Семейство Перрен (владельцы прекрасного сада, разоренного немцами) было «украшением своего края». Мадам Анжелье испытывала по отношению к тем, кто носил фамилию Перрен, чувства, какие испытывают члены одного королевского дома к членам другого: уверенность и покой, оттого что они люди одного круга и одних взглядов; безусловно, временные разногласия могли развести и их, но связь их пребывала прочной и неразрывной, и вопреки любым войнам и любым выходкам министров они оставались единым целым — если трон в Испании колебался, то колебался он и в Швеции. Когда нотариус из Мулена сбежал с деньгами и Перрены лишились девяноста тысяч франков, Анжелье содрогнулись от ужаса. Когда мадам Анжелье за бесценок получила землю, которая «всегда принадлежала Монморам», Перрены торжествовали. И это чувство сословного родства не шло ни в какое сравнение с тем скудным уважением, которое буржуа питали к аристократам Монморам.
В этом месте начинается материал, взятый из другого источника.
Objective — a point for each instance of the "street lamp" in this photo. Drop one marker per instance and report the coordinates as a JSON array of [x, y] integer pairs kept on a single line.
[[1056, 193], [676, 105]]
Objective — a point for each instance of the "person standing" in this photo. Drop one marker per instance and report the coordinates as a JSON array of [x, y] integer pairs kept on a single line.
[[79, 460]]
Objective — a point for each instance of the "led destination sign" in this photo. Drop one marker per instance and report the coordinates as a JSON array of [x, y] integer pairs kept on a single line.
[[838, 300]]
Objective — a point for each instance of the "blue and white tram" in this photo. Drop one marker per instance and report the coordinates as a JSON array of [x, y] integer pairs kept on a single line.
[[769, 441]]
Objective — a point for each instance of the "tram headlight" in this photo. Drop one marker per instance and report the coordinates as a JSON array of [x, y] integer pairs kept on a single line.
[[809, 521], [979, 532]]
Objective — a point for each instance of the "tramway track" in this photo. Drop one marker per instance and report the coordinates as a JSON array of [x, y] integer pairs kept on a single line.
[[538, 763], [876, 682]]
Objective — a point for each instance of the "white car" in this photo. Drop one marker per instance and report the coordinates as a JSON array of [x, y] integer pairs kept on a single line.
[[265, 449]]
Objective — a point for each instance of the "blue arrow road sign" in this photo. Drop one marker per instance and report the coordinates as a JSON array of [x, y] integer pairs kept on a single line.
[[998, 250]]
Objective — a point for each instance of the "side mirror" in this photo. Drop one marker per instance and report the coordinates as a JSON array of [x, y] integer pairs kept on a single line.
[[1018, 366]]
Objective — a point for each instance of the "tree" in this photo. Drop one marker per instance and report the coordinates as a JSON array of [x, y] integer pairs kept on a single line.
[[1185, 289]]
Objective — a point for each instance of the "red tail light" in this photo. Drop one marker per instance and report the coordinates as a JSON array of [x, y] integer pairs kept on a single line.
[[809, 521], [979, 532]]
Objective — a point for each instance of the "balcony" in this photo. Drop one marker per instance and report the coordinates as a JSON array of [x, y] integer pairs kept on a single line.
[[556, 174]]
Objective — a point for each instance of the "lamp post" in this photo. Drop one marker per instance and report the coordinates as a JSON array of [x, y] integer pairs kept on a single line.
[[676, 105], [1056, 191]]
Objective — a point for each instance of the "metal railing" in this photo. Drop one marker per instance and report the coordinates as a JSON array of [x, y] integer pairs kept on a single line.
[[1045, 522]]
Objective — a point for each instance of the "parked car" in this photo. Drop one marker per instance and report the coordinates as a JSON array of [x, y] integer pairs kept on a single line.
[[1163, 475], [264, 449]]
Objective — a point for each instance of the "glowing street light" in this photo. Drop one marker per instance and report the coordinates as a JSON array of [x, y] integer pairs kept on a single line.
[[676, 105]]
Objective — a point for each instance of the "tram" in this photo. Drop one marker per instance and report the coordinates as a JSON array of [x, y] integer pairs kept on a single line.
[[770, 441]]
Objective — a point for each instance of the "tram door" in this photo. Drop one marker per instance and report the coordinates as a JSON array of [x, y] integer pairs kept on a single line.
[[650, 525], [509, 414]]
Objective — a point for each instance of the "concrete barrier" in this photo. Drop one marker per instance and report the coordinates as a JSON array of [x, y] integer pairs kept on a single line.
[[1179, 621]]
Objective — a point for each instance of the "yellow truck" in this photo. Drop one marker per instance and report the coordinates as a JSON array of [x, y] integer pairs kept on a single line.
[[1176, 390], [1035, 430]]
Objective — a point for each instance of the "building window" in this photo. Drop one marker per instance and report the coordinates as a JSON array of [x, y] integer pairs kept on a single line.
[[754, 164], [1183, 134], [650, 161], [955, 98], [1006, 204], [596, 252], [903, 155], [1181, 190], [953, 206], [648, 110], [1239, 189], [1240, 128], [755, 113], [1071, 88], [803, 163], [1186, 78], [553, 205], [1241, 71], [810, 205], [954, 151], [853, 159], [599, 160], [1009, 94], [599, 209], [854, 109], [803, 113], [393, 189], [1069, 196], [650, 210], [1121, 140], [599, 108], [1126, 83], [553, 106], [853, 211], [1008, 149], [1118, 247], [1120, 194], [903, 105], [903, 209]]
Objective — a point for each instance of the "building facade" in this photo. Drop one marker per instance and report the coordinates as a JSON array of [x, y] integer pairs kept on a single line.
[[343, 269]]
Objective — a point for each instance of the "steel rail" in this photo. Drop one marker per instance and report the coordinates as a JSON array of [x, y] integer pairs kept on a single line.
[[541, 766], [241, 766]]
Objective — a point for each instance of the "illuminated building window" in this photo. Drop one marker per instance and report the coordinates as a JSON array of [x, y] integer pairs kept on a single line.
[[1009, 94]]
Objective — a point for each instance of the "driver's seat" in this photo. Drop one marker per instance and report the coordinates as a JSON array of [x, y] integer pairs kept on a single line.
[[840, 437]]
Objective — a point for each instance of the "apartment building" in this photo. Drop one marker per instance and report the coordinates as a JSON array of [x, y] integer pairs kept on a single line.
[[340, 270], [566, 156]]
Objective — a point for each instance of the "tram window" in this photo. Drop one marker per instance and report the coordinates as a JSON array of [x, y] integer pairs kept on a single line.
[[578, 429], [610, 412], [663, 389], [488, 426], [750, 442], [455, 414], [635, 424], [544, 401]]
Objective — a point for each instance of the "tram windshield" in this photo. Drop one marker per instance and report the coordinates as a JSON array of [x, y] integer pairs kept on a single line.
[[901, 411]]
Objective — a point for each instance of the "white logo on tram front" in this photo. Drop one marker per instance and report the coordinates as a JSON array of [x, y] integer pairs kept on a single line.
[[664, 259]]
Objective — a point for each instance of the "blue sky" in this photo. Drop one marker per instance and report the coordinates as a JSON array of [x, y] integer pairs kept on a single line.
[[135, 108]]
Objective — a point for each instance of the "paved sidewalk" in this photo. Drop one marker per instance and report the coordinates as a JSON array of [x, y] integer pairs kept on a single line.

С самой искренней почтительностью мадам Анжелье попросила мадам Перрен не беспокоиться, когда та при виде нее слегка приподнялась со своего места. Если в дом Анжелье входила госпожа де Монмор, хозяйка всегда испытывала досадное чувство неловкости, но относительно мадам Перрен у нее не было сомнений — та одобряла в ее доме все: и фальшивый камин, и запах погреба, и прикрытые ставни, и чехлы на мебели, и оливковые с серебряными пальмовыми ветвями обои. Приличия они тоже понимали одинаково: угощение — графин оранжада и несколько засохших печеньиц — гостья не сочтет ни жалким, ни неподобающим. Мадам Перрен увидит в нем лишнее подтверждение богатства дома Анжелье, потому как чем ты богаче, тем бережливее; гостья угадает в нем свое собственное пристрастие к экономии, свою приверженность к аскетизму, свойственные всей французской буржуазии, что черпает радость в тайных лишениях.
Мадам Перрен рассказала о героической гибели сына — его убили немцы в Нормандии, начав наступление; теперь она получила разрешение побывать на его могиле. И долго — долго жаловалась на дороговизну путешествия, и мадам Анжелье очень хорошо ее понимала. Материнская любовь и деньги — это совершенно разные вещи. Перрены жили сейчас в Лионе.
— Голод в городе страшный. Я видела, продают ворон по пятнадцати франков за штуку. Матери кормят детей вороньим бульоном. И не подумайте, что я говорю о работягах. Нет, сударыня! Речь идет о людях таких, как вы и я.